Stuart J. Ishimaru, a member of the Equal Employment Opportunity Commission, will resign at the end of April, according to a statement from the EEOC.
Ishimaru was nominated to the commission by President George W. Bush in 2003 and is currently serving a second term, which expires July 1. He also served as EEOC acting chairman from January 2009 until April 7, 2010.
During that time, he is credited with working to rebuild the commission, “which had become underfunded and understaffed,” the commission said in a statement.
“He dedicated substantial agency resources to a multi-million dollar training effort -- the largest the agency had conducted in at least a decade -- to equip EEOC employees with essential skills and knowledge they need to investigate and litigate large and complex discrimination (systemic) cases to bring about positive change in entire companies and industries,” EEOC added.
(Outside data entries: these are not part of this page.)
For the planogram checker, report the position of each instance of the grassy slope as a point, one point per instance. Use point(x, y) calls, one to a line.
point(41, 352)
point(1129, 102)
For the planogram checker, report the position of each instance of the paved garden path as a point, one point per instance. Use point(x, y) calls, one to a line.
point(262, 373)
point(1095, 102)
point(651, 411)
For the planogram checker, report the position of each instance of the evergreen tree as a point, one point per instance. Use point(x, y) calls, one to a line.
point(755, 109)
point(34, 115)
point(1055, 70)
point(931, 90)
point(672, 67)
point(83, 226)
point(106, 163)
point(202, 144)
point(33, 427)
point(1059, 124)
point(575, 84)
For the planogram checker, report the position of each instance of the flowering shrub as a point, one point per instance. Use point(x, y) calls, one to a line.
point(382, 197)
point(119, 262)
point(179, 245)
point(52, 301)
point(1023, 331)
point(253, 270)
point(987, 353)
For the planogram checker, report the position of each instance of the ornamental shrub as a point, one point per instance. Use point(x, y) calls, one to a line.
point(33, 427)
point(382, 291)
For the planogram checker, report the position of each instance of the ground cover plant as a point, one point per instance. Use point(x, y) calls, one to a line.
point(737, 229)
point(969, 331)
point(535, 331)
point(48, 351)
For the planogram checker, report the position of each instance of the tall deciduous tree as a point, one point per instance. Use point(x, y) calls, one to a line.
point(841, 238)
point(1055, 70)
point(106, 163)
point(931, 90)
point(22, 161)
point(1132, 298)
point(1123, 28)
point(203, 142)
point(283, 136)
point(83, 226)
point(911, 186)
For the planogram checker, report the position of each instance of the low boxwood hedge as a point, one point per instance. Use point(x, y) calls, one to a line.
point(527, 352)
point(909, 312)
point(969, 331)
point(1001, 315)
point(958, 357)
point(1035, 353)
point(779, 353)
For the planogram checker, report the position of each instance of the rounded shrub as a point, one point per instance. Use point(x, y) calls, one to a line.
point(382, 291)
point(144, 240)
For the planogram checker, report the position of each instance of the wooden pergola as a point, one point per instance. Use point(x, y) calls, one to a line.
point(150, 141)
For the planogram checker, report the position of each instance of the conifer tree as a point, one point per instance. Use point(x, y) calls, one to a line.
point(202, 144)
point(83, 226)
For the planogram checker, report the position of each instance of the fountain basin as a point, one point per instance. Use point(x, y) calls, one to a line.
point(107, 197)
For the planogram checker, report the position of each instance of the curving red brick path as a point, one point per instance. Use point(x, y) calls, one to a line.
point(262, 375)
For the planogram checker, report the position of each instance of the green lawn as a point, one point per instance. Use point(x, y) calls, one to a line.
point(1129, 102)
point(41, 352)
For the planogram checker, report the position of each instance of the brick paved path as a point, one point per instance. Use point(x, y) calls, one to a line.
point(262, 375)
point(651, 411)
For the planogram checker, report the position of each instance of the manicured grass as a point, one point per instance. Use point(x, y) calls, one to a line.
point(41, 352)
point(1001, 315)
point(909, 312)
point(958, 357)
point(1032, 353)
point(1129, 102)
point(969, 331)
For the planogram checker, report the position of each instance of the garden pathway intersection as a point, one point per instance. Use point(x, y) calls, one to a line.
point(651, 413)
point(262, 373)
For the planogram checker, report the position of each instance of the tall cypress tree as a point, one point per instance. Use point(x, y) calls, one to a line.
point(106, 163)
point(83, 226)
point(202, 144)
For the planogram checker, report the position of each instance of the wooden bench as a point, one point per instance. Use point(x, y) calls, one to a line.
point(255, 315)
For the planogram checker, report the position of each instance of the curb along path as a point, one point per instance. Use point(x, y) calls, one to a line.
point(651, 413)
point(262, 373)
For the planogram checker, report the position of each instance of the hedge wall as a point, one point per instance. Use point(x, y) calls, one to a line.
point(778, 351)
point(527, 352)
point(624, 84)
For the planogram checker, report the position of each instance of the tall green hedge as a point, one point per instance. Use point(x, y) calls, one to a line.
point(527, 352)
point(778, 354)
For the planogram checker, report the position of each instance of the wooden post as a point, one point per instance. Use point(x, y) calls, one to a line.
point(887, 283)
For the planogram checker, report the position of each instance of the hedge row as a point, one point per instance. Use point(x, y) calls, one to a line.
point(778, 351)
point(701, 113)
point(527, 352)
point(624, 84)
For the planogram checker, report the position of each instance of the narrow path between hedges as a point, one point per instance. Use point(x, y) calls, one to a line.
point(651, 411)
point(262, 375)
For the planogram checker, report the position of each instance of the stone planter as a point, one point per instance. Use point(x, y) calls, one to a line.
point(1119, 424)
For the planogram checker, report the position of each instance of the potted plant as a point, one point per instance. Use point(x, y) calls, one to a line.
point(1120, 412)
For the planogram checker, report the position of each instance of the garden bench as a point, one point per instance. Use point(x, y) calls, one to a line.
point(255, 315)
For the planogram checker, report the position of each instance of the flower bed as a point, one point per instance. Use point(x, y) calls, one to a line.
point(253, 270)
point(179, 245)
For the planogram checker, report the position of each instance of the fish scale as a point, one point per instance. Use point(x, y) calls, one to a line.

Ishimaru is credited with being the first administration official to testify before Congress in support of the Employment Nondiscrimination Act, which would prohibit employment based on sexual orientation and gender identity. He also spearheaded a public commission focusing on age discrimination.
“His accomplishments as a member of the commission and acting chairman have been exceptional,” EEOC Chair Jacqueline Berrien said in a statement. “He has been a tremendous colleague, and we will miss his fervent commitment to civil rights law enforcement and myriad contributions to the work of the commission.”